The new ecosystem carries a total prize pool of US$350,000, making it EA’s largest investment in mobile esports to date. More importantly, it turns FC Mobile competition from a collection of standalone events into a structured pathway built around open qualification, regional rivalries, partner tournaments, and live international finals.
Open Qualifiers Create a Path From Mobile Play to World Championship
The first major step is the FC Pro Mobile Global Qualifiers, hosted virtually through Battlefy in June. Competitors ranked FC Champion or higher in Head2Head can enter across regions, including Southeast Asia, Europe, the Americas, and Oceania, with an additional qualification route planned for the Middle East and North Africa.
This open structure matters because mobile football esports thrives when access is broad. EA is clearly trying to position FC Pro Mobile as an elite circuit, but not one limited only to invited names or established professional organisations. If you are good enough and meet the rank requirement, there is a defined route into the ecosystem.
A second Global Qualifier will follow in August, giving competitors another opportunity to earn in-person slots and continue the climb toward the World Championship. That second-chance structure should help the circuit avoid feeling like a one-window scramble, especially for regions where mobile esports participation can surge quickly once local communities organise around a new format.
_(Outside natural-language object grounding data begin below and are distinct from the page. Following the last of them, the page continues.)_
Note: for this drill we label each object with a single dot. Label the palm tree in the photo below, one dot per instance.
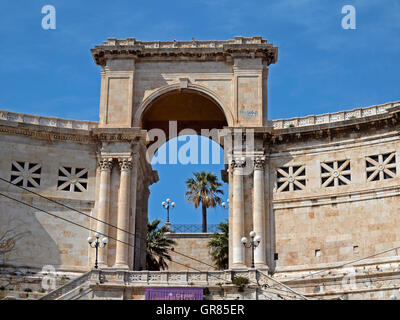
(204, 189)
(158, 246)
(219, 245)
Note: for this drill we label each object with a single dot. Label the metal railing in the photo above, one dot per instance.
(193, 228)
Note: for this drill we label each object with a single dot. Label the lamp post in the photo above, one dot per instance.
(167, 204)
(97, 244)
(254, 242)
(225, 205)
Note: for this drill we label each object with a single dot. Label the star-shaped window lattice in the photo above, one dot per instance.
(72, 179)
(381, 167)
(291, 178)
(335, 173)
(25, 174)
Regional Partners Give Asia a Major Role
EA is also leaning heavily into Asia, which remains the world’s most important mobile gaming market. To support localised competition, EA Sports FC Pro Mobile will seek support from major publisher partners, including Nexon, Tencent, and Garena, with South Korea, China, and Vietnam specifically highlighted for regional infrastructure, language support, marketing, and broadcast localisation.
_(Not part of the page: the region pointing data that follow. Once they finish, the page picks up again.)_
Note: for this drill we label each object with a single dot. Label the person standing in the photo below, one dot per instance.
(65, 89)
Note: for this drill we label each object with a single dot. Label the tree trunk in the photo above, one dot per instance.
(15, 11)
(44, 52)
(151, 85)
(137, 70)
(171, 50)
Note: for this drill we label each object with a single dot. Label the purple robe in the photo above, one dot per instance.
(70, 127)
That regional focus is not cosmetic. Mobile esports often grows through local identity before it becomes a global spectacle, and EA’s approach suggests it understands that a single broadcast format will not work equally across every market. For Southeast Asia in particular, Garena’s involvement could prove important if the circuit wants a deeper reach beyond the usual console and PC esports audience.
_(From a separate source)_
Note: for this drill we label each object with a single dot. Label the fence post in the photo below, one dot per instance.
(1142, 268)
EA Sports FC Pro Mobile will also collaborate with football leagues and federations, allowing competitors in specific territories to play under the banner of their favourite teams across console and mobile for the first time. More details on those partner leagues are expected later.
FC Pro Draft Adds a Tactical Layer to Competition
Beyond format, EA is adjusting how competition will be played. The circuit introduces FC Pro Draft to mobile, pushing competitors to build diverse squads rather than relying on the same predictable meta across every match.
That should make the circuit more interesting for viewers and competitors alike. A draft format forces adaptation, encourages broader knowledge of available players and items, and reduces the risk that every high-level match will look identical. For a mobile esports ecosystem trying to prove itself globally, variety will be essential.

Mid-Season Playoffs and World Championship Set the Stakes
The first major international test arrives at the FC Pro Mobile Mid-Season Playoffs in July, where 24 top-performing players from qualifiers will compete through group play and a single-elimination bracket. That event carries US$100,000 in prizing and will crown the circuit’s first international title holder.
The season then concludes in October with the FC Pro Mobile World Championship, a four-day event featuring 32 of the world’s best players. With US$250,000 on the line, it will crown the first FC Pro Mobile World Champion and establish the standard for what EA’s mobile football esports scene can become.
EA’s timing is also notable. The company says its broader FC Pro ecosystem reached 43 million hours watched during the 2025 season, while Asia’s FC Pro Masters reportedly peaked at 673,000 viewers, becoming the most-watched football esports event of all time. EA Sports FC Pro Mobile is being built on that momentum, but its long-term success will depend on whether open access, regional identity, and high-level mobile play can sustain attention across an entire season.